Even when Medicare criteria are met, prevailing medical policies or evidence-based standards of clinical practice may limit coverage for the care provided.

Use decision support systems

As a first-tier medical necessity screening, many hospitals use InterQual, Milliman, or another proprietary system to determine patient status. These evidence-based clinical decision support systems apply severity of illness and intensity of services (SI/IS) criteria to the patient’s presenting condition. Hospitals use these tools for self-monitoring internal audits as well.

Although useful, many of the criteria within such screening tools are similar for observation and inpatient status determination, presenting a conundrum to the case manager trying to make a differential status determination. Inpatient admission SI/IS criteria generally require a higher level of acuity than observation status.

Be careful not to use the computer systems as the only means to determine patient status, Corrato says. “Screening criteria should never be considered dispositive or final in terms of medical necessity determinations” without the case manager consulting a physician to make a final decision, he says.

Develop an effective UR committee

In more complex care cases, determination of patient status should go to a second-tier review by the UR committee.

A typical hospital UR committee is composed of medical staff leaders, such as the chief medical officer and chiefs of service. Hospital administrators, such as health information management, case management, or other department directors, may also serve.

An effective UR team must have knowledge about:

  • The clinical criteria for care and admission status
  • The relationship between the criteria and a given payer and insurance requirements

The UR team must have access to pertinent patient information, particularly in cases with potentially questionable admission status.
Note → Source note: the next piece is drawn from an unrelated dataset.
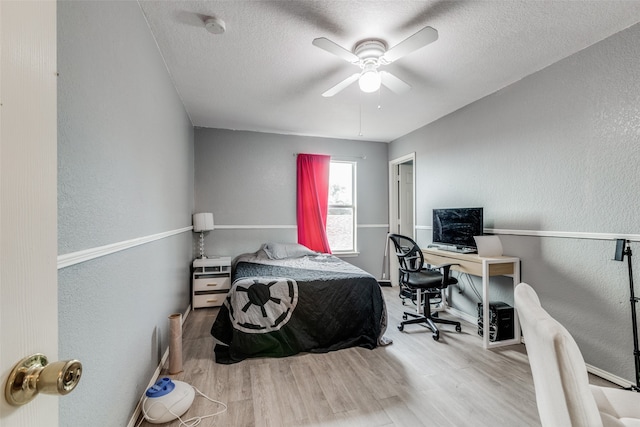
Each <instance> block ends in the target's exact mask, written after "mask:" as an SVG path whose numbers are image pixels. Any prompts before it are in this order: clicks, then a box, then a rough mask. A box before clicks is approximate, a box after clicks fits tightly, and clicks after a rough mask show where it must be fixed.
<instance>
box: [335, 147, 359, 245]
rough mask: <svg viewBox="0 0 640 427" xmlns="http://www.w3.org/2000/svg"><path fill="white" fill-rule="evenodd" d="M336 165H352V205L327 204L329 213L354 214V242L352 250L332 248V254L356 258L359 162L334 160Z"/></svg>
mask: <svg viewBox="0 0 640 427" xmlns="http://www.w3.org/2000/svg"><path fill="white" fill-rule="evenodd" d="M334 163H346V164H349V165H351V204H339V205H338V204H331V203H330V201H329V202H328V203H327V212H329V210H330V209H332V208H337V209H351V210H352V212H353V221H352V223H351V227H352V236H353V241H352V244H351V246H352V247H351V249H347V250H334V249H333V248H331V252H332V253H333V254H335V255H338V256H349V255H351V256H355V255H358V253H359V252H358V193H357V187H358V186H357V177H358V172H357V169H358V162H355V161H352V160H340V159H334V158H332V159H331V161H330V166H331V165H332V164H334ZM329 185H331V175H329ZM328 225H329V224H328V221H327V235H328V234H329V233H328Z"/></svg>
Employ a physician champion

A physician with regulatory and clinical expertise, such as a physician adviser, should review questionable cases incorporating:

  • The treating physician’s clinical impressions
  • The patient’s current needs
  • Medical history
  • Documentation in the medical record
  • Severity of the patient’s signs and symptoms (taken from the screening tool)
  • Predictability of an adverse outcome relative to care
  • Findings on diagnostic studies
  • The role of UR team physician advisers serving on the UR team is to:
  • Provide the level of expertise necessary to properly identify patient status
  • Assist hospitals in appealing claim denials
  • Help prepare for Medicare audits

The physician adviser can be involved in a review of admissions, which may be performed before, during, or after a status determination, but before discharge from the hospital.

Physician advisers “can serve as credible liaisons between case managers and the medical staff and between hospitals and payers, dedicated to improving the timeliness and accuracy of documentation and clinical compliance,” says Corrato.

As effective communicators and collaborators between treating physicians and case managers, physician advisers can serve in expanded roles as physician champions.

These champions lead initiatives such as increasing the number of case managers in the emergency department during critical weekend hours or implementing a CMP to properly identify patient admission status.

A physician adviser can also consult with the UR committee to target problem areas for audits.

In order to fulfill Medicare’s Conditions of Participation, a facility must establish a UR plan internally through its policies and procedures and UR committee. CMS also says facilities may use a binding entity, such as a quality improvement organization or physician adviser. Under any of these scenarios, the hospital remains responsible for its UR activities, including the medical necessity of hospital admissions.